Na França, segundo o Código de Saúde Pública (CSP) em vigor no período da pesquisa, não é necessário que os participantes de estudos não intervencionais, caso dos estudos etnográficos, assinem um termo de consentimento livre e esclarecido, dado que não incorrem em riscos e agravos à saúde. Nesses casos, orienta-se aos pesquisadores que solicitem apenas o consentimento verbal dos participantes. Solicitou-se, então, o consentimento verbal de todos os participantes, tanto no contexto hospitalar, quanto no domiciliar. Além disso, para a realização da pesquisa, obteve-se autorização escrita dos responsáveis pelo hospital e pela unidade de cuidados paliativos.
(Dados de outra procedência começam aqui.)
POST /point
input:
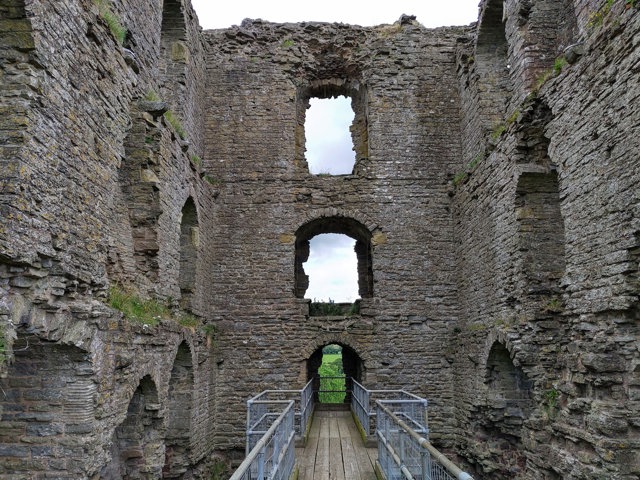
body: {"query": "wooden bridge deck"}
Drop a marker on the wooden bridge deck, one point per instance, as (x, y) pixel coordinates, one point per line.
(335, 450)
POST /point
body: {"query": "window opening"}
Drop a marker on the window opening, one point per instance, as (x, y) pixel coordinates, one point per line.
(332, 267)
(329, 145)
(189, 239)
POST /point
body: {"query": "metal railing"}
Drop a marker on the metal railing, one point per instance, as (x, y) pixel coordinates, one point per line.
(273, 455)
(409, 407)
(404, 454)
(263, 404)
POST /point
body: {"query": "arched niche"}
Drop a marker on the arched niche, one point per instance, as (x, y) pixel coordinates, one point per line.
(189, 241)
(136, 447)
(179, 415)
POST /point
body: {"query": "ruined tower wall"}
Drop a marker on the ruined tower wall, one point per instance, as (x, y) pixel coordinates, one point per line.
(548, 270)
(85, 156)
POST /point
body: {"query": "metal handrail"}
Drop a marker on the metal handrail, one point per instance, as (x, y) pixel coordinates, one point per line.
(304, 398)
(363, 405)
(431, 464)
(279, 441)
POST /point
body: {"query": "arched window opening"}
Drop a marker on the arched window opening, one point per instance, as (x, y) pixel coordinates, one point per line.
(541, 235)
(136, 446)
(332, 126)
(359, 237)
(332, 368)
(508, 404)
(492, 60)
(329, 146)
(189, 241)
(180, 405)
(174, 54)
(46, 404)
(332, 268)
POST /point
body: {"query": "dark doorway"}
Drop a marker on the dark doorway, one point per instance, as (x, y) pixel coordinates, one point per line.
(352, 368)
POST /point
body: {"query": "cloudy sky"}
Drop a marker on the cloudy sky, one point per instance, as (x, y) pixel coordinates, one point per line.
(431, 13)
(332, 262)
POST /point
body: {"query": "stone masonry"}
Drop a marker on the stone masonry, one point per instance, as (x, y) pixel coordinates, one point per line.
(493, 201)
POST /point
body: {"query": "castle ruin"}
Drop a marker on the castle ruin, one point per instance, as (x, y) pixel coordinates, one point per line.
(494, 202)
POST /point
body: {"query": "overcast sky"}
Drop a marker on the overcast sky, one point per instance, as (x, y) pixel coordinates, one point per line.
(431, 13)
(332, 264)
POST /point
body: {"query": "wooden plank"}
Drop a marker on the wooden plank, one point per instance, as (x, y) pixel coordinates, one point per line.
(336, 465)
(365, 462)
(351, 470)
(307, 456)
(321, 470)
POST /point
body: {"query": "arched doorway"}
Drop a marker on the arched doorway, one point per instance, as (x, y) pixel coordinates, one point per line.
(351, 367)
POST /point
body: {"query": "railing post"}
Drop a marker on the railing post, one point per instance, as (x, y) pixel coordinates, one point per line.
(426, 465)
(261, 456)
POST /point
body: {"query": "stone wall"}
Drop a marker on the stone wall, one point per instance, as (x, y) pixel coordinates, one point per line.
(493, 199)
(261, 76)
(548, 227)
(96, 182)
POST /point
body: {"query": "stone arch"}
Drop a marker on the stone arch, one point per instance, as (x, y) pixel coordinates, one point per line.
(179, 414)
(139, 180)
(541, 238)
(341, 339)
(335, 224)
(189, 242)
(47, 406)
(353, 366)
(137, 447)
(540, 225)
(493, 65)
(508, 402)
(174, 54)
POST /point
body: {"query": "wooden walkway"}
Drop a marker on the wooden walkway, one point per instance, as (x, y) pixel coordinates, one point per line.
(335, 450)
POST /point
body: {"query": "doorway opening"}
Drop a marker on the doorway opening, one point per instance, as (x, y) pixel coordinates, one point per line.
(332, 368)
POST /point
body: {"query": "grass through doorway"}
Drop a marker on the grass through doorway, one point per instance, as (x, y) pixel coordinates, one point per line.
(332, 379)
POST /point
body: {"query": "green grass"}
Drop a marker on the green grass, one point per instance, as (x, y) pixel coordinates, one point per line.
(331, 367)
(136, 308)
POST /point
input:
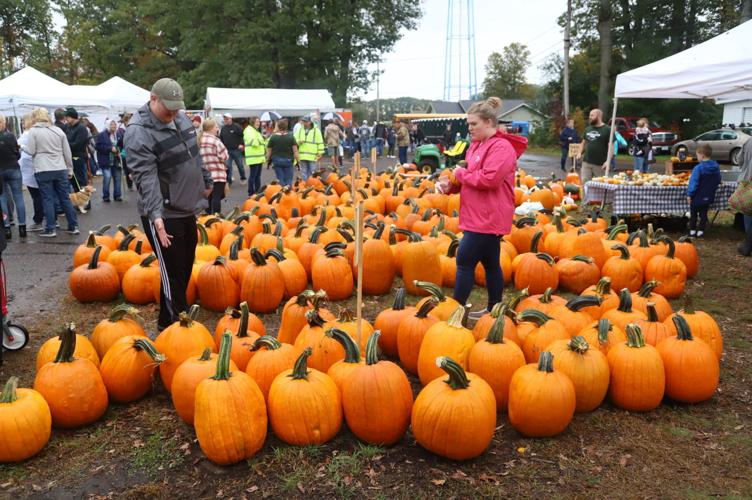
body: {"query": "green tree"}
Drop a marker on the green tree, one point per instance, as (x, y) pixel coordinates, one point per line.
(234, 43)
(505, 72)
(26, 34)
Para assegurar o anonimato dos participantes, eles foram identificados por pseudônimos. Para as pessoas em cuidados paliativos foram adotados nomes fictícios de personagens históricos do Brasil e da França. Os familiares foram identificados da seguinte forma: cuidador e nome fictício da pessoa em cuidados paliativos. Aos profissionais de saúde atribuiu-se a seguinte denominação: profissional, país de origem e número identificador.

RESULTADOS

Todos os profissionais de saúde entrevistados eram mulheres, quatro francesas e quatro brasileiras. O tempo de atuação na área de cuidados paliativos variou entre dois e 31 anos. Por se tratar de estudo realizado em unidades pequenas e de fácil reconhecimento dos sujeitos, procurou-se não identificar a profissão nos excertos de falas desses participantes. Em relação aos pacientes, no Brasil acompanhou-se duas mulheres, Tereza Cristina e Isabel, de 60 e 64 anos; e um homem, Pedro, de 61 anos. O período entre o início do acompanhamento até o óbito variou entre 15 e 45 dias. Na França, também se acompanhou duas mulheres, Marie e Jeanne, de 83 e 71 anos, e um homem, Louis, de 73 anos. O tempo de acompanhamento variou entre 11 e 40 dias. Todos os pacientes eram oncológicos.
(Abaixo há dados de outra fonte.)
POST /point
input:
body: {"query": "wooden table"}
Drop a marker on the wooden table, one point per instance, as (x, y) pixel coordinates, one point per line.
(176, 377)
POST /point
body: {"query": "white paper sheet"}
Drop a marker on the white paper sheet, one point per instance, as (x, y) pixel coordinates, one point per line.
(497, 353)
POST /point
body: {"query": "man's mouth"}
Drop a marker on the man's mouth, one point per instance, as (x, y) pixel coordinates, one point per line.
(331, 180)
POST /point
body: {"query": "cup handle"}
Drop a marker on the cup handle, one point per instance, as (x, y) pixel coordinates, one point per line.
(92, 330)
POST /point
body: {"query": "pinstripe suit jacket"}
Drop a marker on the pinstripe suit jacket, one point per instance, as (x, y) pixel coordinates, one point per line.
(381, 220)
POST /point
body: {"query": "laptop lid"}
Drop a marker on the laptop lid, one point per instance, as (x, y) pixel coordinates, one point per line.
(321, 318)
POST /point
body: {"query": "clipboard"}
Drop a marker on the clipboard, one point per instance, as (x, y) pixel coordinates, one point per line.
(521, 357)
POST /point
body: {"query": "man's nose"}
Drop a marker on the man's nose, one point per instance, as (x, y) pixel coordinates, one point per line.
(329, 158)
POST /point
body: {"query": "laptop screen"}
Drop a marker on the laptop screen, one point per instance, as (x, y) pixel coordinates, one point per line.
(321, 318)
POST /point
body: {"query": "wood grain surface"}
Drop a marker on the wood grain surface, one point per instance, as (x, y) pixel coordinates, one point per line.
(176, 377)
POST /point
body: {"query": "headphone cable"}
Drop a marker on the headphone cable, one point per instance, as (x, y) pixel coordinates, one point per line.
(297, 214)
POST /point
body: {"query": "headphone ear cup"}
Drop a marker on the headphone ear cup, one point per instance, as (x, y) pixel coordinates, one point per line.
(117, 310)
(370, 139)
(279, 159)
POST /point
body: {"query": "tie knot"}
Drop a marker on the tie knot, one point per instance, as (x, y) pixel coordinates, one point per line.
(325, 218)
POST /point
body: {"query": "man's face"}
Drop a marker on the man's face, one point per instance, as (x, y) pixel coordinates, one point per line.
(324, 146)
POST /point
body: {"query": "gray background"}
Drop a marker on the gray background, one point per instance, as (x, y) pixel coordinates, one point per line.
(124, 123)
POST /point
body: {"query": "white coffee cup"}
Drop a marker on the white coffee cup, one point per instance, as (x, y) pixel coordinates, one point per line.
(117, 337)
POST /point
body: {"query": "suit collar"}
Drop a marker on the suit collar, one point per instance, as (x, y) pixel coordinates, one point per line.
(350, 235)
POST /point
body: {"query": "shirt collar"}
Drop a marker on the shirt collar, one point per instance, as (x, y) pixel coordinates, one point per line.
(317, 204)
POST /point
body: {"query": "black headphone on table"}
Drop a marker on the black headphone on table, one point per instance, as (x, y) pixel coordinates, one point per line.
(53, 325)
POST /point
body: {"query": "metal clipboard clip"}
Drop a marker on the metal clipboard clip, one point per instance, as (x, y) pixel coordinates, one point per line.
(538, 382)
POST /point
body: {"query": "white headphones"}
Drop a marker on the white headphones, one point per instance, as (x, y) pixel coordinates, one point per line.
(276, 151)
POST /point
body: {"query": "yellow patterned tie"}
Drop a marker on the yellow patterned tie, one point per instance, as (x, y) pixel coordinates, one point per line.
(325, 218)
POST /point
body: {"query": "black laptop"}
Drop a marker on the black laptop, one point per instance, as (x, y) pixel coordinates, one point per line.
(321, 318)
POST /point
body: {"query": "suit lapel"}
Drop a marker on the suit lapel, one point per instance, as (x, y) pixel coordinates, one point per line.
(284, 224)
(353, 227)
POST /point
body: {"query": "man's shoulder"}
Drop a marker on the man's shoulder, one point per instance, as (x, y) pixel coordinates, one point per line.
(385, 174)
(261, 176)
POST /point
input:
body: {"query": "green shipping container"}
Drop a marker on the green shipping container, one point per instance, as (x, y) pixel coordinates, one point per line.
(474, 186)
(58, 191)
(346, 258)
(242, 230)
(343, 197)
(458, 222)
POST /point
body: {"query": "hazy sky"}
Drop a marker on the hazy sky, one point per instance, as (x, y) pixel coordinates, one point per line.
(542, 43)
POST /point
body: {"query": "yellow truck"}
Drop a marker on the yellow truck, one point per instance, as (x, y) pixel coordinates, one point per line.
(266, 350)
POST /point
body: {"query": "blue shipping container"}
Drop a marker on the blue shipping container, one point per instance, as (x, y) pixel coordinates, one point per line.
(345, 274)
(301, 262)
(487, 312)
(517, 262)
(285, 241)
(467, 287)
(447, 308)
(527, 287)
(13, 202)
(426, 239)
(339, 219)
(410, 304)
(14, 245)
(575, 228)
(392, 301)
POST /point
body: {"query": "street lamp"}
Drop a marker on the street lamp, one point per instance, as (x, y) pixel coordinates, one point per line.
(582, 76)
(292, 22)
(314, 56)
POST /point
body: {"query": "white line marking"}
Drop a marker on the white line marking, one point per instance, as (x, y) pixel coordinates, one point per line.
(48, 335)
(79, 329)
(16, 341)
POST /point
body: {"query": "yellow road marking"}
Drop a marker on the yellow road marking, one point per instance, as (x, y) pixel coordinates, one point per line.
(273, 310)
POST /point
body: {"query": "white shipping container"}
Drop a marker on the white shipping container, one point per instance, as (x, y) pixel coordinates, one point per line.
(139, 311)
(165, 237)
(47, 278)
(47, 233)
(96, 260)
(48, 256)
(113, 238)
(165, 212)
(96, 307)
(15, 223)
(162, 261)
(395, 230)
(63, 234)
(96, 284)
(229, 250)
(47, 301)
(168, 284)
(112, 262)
No que diz respeito aos familiares, foram entrevistas três brasileiras e uma francesa, sendo duas filhas e duas esposas. Dos seis pacientes, cinco retornaram ao domicílio, e um, francês, foi encaminhado para um estabelecimento médico-social que abriga pessoas idosas com dependência, local que se tornou seu domicílio até o momento do óbito. Duas pacientes, uma brasileira e uma francesa, retornaram, após uma segunda hospitalização, para o domicílio da filha e da nora, respectivamente, devido ao aumento da dependência para realização das atividades básicas de vida. Destaca-se que as entrevistas em francês foram traduzidas livremente pela autora principal deste artigo.
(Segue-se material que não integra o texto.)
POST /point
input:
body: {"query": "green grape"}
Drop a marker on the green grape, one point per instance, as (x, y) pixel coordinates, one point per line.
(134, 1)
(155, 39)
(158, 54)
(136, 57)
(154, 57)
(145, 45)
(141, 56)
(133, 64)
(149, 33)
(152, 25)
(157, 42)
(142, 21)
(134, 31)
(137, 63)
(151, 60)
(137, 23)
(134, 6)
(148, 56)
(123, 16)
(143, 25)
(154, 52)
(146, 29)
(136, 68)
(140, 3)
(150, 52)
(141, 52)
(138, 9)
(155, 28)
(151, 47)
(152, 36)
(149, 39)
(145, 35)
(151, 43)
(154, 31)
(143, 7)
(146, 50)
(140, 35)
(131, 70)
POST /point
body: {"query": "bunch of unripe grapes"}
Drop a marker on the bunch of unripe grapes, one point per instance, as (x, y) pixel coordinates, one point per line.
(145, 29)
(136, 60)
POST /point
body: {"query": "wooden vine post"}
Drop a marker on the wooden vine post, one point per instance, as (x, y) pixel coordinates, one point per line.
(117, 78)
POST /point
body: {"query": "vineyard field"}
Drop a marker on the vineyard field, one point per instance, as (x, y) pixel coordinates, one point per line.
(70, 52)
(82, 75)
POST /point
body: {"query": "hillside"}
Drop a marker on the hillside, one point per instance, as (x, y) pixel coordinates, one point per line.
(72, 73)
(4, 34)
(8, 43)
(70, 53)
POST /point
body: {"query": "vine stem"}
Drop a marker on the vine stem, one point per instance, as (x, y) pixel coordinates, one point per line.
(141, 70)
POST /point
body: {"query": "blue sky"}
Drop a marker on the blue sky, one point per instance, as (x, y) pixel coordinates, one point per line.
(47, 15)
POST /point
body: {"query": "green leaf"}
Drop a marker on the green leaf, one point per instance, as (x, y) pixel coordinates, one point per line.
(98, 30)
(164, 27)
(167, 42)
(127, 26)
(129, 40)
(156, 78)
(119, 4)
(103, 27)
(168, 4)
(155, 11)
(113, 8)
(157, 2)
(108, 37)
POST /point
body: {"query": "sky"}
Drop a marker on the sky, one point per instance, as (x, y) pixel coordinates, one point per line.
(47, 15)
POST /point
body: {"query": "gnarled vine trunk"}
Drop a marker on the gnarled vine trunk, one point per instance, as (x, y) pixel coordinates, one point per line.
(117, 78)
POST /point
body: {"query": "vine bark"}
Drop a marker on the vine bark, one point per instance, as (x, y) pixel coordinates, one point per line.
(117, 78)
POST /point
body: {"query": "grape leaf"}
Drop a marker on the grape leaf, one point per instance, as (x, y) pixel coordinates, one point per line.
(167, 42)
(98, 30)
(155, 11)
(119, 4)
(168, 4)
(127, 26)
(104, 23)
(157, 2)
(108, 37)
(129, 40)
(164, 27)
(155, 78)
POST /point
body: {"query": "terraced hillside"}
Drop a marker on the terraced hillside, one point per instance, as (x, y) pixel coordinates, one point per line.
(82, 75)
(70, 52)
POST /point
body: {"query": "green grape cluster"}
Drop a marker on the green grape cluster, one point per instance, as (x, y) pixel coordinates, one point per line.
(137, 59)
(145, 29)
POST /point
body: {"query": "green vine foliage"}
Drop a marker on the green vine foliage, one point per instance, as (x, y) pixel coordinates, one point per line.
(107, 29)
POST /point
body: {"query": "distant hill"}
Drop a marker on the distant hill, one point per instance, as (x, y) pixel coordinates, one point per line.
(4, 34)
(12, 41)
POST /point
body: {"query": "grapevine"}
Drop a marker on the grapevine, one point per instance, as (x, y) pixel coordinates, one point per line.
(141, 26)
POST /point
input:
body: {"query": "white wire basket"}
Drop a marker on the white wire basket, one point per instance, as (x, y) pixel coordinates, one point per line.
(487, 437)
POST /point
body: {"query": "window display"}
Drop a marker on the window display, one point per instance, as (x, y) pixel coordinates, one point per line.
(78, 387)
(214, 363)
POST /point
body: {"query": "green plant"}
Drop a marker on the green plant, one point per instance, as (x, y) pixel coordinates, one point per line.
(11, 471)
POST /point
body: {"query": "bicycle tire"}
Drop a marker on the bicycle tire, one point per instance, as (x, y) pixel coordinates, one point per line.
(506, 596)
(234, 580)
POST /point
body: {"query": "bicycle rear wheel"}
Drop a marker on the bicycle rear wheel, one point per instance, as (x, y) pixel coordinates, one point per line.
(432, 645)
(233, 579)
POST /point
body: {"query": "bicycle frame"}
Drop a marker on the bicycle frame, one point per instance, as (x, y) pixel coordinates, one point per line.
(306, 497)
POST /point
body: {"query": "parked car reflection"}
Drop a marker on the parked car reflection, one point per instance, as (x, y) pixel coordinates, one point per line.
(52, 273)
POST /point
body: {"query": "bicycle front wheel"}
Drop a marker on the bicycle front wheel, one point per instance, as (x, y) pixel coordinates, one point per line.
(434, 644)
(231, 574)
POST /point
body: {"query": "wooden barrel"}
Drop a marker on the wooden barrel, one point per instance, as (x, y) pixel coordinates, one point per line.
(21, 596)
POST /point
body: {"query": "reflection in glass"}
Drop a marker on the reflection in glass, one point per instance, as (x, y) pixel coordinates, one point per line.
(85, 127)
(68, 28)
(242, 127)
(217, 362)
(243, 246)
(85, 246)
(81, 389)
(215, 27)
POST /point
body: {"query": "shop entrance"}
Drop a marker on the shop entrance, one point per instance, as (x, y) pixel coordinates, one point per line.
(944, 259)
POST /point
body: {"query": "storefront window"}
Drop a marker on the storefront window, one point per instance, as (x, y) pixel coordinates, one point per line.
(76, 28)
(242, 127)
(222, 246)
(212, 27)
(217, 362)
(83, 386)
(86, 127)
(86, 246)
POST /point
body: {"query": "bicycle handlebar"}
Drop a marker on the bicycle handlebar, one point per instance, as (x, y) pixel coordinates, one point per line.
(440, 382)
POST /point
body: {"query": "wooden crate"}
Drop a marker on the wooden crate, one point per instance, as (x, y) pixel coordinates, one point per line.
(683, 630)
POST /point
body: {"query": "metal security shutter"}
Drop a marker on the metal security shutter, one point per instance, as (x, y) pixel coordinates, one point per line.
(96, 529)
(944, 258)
Estratégias para a alta hospitalar em cuidados paliativos

As estratégias para efetivar a alta em cuidados paliativos, no Brasil, passam pelas tentativas de comunicação entre o hospital e os demais serviços que compõem a Rede de Atenção em Saúde: Sempre que demanda essa interlocução com a rede, acaba que fica para o serviço social dar conta. Em alguns casos, o que eu tento fazer é inserir o outro profissional junto. Em alguns casos eu faço contato com a rede, que têm algumas demandas mais específicas de cuidados da enfermagem. Eu já pedi para a enfermeira conversar com o enfermeiro lá da unidade. Dificilmente, a gente consegue que os médicos se envolvam mais nisso (Profissional brasileira 1).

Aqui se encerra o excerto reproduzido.